In the Welsh capital, over the course of three days in June 1919, mobs of over 200 people showed up at the properties of people of colour, and people of colour were chased into Tiger Bay from perceived “white” areas. When the white rioters came on the evening of 12 June to Tiger Bay, the police stood at the corner of Custom House Street and Bute Street, warning the rioters that the sailors had guns. Three men died in the 1919 riots, hundreds more were injured and along with thousands of pounds worth of property damage.

Tensions simmered down after the riots. In the wake of the violence, a meeting was organised by men of colour in Cardiff to respond to the events of the past few days. The British state responded by “repatriating”, or deporting, men and brought in the 1920s Alien Order in a bid to quash dissent across the country. Community organisers like Rufus Fenell (originally from Guyana) organised in the Cardiff docks community to stop the deportation of sailors in Cardiff. However, boats continued traversing across oceans to deport people to British colonies, after being subject to three days of intense racial violence perpetrated by white communities. When the men arrived in places like Sierra Leone and Jamaica, they began to agitate against the British Empire in protest of their unjust treatment as British citizens.

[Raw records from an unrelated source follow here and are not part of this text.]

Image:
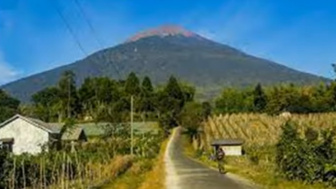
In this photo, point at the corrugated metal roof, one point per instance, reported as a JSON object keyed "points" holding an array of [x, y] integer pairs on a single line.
{"points": [[38, 123], [72, 134], [227, 142]]}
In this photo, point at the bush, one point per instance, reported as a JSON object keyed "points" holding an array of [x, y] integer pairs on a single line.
{"points": [[310, 158]]}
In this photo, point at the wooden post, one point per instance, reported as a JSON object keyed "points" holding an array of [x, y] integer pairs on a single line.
{"points": [[132, 126]]}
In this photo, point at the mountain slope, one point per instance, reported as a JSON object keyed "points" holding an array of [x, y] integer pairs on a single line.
{"points": [[167, 51]]}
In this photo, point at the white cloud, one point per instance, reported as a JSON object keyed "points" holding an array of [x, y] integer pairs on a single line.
{"points": [[7, 73]]}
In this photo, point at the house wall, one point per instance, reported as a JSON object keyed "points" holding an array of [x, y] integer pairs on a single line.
{"points": [[232, 150], [27, 137]]}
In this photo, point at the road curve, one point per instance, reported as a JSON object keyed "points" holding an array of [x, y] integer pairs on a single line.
{"points": [[184, 173]]}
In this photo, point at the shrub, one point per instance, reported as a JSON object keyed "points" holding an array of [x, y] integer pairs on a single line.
{"points": [[309, 158]]}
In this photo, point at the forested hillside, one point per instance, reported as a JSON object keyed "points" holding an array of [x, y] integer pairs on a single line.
{"points": [[204, 63]]}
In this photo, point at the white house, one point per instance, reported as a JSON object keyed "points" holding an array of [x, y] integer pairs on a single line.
{"points": [[22, 134], [231, 147]]}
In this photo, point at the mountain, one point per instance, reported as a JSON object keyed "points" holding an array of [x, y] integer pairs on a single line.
{"points": [[165, 51]]}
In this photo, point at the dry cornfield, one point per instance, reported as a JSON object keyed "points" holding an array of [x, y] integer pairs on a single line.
{"points": [[259, 129]]}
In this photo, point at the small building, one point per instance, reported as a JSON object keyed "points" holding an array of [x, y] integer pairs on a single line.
{"points": [[231, 147], [21, 134]]}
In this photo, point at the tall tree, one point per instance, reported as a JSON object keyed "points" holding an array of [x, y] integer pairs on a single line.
{"points": [[68, 94], [45, 103], [8, 106], [146, 102], [259, 99], [132, 85], [146, 85]]}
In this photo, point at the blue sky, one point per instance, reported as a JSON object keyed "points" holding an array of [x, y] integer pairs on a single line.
{"points": [[300, 34]]}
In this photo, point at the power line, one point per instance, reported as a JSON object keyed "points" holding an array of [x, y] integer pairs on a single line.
{"points": [[67, 24], [88, 21]]}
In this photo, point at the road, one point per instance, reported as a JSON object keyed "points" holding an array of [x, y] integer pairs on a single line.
{"points": [[184, 173]]}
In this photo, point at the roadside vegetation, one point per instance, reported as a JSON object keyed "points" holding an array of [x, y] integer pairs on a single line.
{"points": [[111, 158], [289, 133]]}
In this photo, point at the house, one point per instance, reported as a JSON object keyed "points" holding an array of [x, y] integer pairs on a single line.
{"points": [[21, 134], [231, 147]]}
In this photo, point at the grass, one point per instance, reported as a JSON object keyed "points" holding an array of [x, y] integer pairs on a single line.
{"points": [[133, 178], [155, 179], [260, 133], [143, 174]]}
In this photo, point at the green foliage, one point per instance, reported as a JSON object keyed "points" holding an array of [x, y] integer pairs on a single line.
{"points": [[310, 158], [45, 103], [68, 97], [132, 85], [234, 101], [191, 118], [259, 101], [277, 99]]}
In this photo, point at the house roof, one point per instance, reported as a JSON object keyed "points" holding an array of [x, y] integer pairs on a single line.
{"points": [[227, 142], [38, 123], [6, 140], [72, 134]]}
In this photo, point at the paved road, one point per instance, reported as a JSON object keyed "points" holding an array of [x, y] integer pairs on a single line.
{"points": [[184, 173]]}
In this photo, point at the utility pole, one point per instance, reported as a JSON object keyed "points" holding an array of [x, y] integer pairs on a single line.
{"points": [[132, 145], [69, 97]]}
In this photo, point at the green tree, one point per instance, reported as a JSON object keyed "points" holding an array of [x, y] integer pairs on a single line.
{"points": [[8, 106], [191, 118], [45, 103], [206, 110], [132, 85], [170, 103], [259, 100], [146, 102], [68, 94]]}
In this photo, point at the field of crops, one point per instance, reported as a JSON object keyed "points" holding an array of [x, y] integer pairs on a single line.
{"points": [[259, 129], [92, 164]]}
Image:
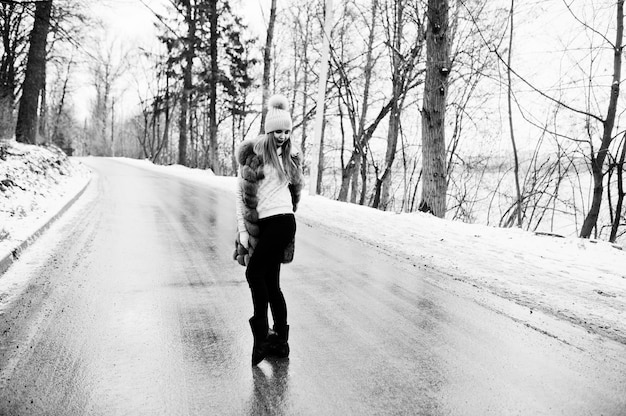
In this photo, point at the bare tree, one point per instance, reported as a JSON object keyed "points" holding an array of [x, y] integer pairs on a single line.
{"points": [[14, 42], [598, 158], [35, 78], [510, 109], [434, 183]]}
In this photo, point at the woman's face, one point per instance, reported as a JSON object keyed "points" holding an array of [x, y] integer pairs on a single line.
{"points": [[281, 136]]}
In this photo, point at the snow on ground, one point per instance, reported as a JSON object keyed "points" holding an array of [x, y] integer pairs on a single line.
{"points": [[36, 183], [580, 281]]}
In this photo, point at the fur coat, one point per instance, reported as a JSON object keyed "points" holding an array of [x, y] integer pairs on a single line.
{"points": [[251, 173]]}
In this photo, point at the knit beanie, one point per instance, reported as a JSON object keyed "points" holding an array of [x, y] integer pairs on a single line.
{"points": [[277, 117]]}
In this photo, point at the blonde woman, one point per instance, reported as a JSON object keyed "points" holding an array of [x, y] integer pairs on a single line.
{"points": [[268, 192]]}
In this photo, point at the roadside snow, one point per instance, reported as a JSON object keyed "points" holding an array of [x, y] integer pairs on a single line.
{"points": [[580, 281], [36, 182]]}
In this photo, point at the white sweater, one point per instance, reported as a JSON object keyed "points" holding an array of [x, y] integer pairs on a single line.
{"points": [[273, 195]]}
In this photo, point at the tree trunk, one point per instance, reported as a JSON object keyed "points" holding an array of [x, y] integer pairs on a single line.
{"points": [[597, 160], [620, 194], [382, 196], [214, 160], [187, 84], [35, 78], [267, 63], [510, 108], [434, 185]]}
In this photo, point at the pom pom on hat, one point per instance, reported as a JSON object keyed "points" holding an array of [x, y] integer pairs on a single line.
{"points": [[277, 117]]}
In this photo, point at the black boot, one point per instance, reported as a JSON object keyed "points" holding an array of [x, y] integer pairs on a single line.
{"points": [[278, 346], [261, 344]]}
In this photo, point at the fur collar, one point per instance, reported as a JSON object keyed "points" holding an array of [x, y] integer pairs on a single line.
{"points": [[251, 172]]}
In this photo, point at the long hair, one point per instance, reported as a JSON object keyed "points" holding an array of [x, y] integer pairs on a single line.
{"points": [[266, 148]]}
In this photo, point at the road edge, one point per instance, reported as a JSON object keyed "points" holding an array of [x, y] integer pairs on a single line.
{"points": [[14, 254]]}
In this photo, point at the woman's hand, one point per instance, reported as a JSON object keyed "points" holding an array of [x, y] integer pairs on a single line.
{"points": [[244, 239]]}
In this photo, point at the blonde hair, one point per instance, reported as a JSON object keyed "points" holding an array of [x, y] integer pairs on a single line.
{"points": [[266, 148]]}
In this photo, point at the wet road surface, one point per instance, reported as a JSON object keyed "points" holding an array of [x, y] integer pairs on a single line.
{"points": [[130, 304]]}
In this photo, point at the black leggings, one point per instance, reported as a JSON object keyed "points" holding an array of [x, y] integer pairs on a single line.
{"points": [[263, 272]]}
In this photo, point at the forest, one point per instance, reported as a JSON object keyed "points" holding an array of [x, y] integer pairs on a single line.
{"points": [[496, 112]]}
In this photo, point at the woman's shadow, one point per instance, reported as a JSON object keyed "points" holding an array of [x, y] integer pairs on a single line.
{"points": [[271, 388]]}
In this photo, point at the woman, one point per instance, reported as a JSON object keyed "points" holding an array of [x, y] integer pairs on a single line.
{"points": [[268, 191]]}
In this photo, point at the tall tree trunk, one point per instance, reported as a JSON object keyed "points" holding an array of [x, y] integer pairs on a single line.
{"points": [[187, 84], [620, 194], [434, 185], [381, 199], [214, 160], [267, 62], [35, 78], [510, 108], [597, 160]]}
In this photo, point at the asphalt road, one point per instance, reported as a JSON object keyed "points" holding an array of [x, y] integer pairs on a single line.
{"points": [[131, 304]]}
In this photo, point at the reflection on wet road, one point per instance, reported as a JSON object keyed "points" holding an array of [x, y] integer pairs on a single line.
{"points": [[131, 305]]}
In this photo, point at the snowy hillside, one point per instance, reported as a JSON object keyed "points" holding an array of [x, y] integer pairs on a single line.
{"points": [[546, 278]]}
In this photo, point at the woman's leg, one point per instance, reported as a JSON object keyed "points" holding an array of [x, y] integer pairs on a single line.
{"points": [[276, 297]]}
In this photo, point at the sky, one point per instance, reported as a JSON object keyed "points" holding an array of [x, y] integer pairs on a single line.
{"points": [[535, 278]]}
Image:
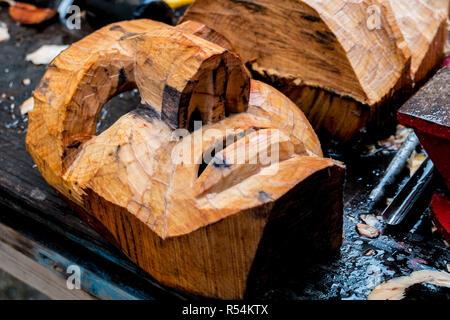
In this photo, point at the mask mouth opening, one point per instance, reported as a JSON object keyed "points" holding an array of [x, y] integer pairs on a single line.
{"points": [[209, 155]]}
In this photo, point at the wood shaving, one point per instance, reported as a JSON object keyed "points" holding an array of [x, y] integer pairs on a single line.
{"points": [[45, 54], [415, 161], [27, 106], [4, 35], [395, 289], [367, 231]]}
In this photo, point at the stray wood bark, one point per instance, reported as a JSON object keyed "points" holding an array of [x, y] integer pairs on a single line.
{"points": [[345, 64], [192, 225]]}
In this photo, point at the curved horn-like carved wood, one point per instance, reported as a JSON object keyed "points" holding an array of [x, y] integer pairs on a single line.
{"points": [[193, 222]]}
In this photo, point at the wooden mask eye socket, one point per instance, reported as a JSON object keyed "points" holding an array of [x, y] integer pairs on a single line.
{"points": [[176, 72]]}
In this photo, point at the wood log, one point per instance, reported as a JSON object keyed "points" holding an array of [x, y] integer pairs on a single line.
{"points": [[346, 64], [424, 25], [193, 222]]}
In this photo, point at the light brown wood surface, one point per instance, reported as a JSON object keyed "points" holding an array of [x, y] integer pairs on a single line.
{"points": [[425, 31], [346, 64], [200, 227]]}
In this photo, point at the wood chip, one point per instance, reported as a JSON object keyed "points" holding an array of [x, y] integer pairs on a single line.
{"points": [[4, 35], [27, 106], [395, 289], [45, 54], [415, 161], [367, 231]]}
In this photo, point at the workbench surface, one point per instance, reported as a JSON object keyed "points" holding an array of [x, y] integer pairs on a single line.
{"points": [[41, 236]]}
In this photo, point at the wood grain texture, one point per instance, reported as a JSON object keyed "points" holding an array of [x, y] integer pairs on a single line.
{"points": [[330, 57], [425, 31], [192, 226]]}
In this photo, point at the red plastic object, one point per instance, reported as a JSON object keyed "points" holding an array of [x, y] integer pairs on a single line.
{"points": [[428, 112]]}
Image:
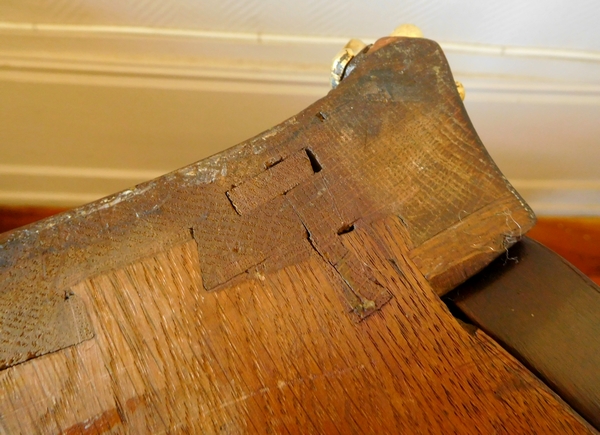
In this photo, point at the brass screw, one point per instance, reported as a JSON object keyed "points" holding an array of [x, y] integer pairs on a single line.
{"points": [[343, 58], [407, 30]]}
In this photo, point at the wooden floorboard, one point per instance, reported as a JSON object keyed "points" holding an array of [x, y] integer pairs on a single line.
{"points": [[577, 239]]}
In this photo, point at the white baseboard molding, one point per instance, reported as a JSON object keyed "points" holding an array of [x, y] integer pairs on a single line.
{"points": [[273, 73]]}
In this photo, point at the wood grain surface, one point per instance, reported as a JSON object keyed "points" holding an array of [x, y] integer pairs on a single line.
{"points": [[576, 239], [276, 354], [289, 284], [546, 312]]}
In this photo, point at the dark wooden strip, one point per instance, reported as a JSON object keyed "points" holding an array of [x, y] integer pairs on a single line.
{"points": [[12, 217], [548, 314], [577, 239]]}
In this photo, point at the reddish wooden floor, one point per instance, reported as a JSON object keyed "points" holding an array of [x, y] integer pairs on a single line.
{"points": [[576, 239]]}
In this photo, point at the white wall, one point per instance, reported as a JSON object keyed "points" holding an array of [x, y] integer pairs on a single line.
{"points": [[98, 95]]}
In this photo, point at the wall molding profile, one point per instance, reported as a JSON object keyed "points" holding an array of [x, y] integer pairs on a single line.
{"points": [[538, 81]]}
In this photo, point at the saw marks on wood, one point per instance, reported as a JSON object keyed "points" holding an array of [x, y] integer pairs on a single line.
{"points": [[276, 354]]}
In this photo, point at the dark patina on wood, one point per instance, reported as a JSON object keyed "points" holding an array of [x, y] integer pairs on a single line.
{"points": [[546, 312]]}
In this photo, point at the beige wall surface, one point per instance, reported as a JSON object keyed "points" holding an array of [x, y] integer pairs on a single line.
{"points": [[96, 96]]}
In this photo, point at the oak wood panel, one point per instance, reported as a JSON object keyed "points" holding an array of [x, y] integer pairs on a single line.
{"points": [[392, 139], [276, 354], [577, 239]]}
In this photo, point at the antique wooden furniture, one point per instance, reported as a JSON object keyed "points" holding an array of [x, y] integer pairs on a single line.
{"points": [[290, 284]]}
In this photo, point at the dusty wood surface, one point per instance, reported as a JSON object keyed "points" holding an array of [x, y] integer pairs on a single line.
{"points": [[575, 239], [276, 355], [286, 285], [547, 313]]}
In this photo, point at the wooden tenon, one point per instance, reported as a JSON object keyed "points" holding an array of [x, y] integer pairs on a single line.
{"points": [[287, 285]]}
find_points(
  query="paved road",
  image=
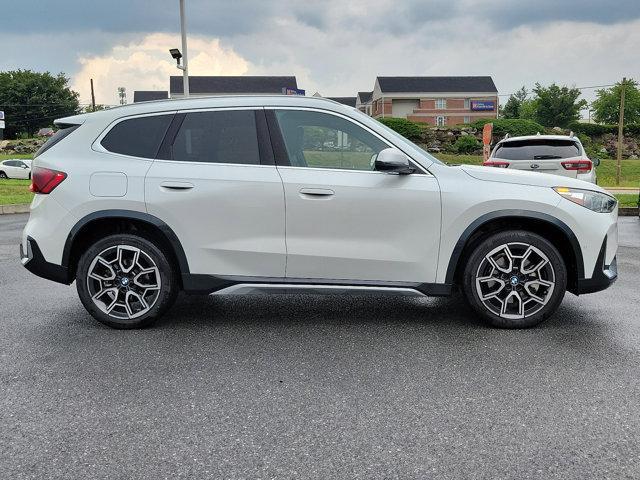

Some of the most vicious racist violence in the history of the British Isles occurred during those few days in Cardiff, with horrific consequences. In spite of this, the Cardiff race riots aren’t taught in Welsh schools, and there is currently no museum or historical institution in Cardiff which documents the experiences of people of colour in Wales.

So many conversations on Welsh identity revolve around “Cymru Cymraeg” – Welsh-language speaking Welsh populations – with little room for other groups. Equally, conversations on race in Britain are mainly focused on communities in England. We live-tweeted the race riots to try and bring attention to this piece of hidden history; by raising ourselves from the footnotes, we can start to reclaim our narratives.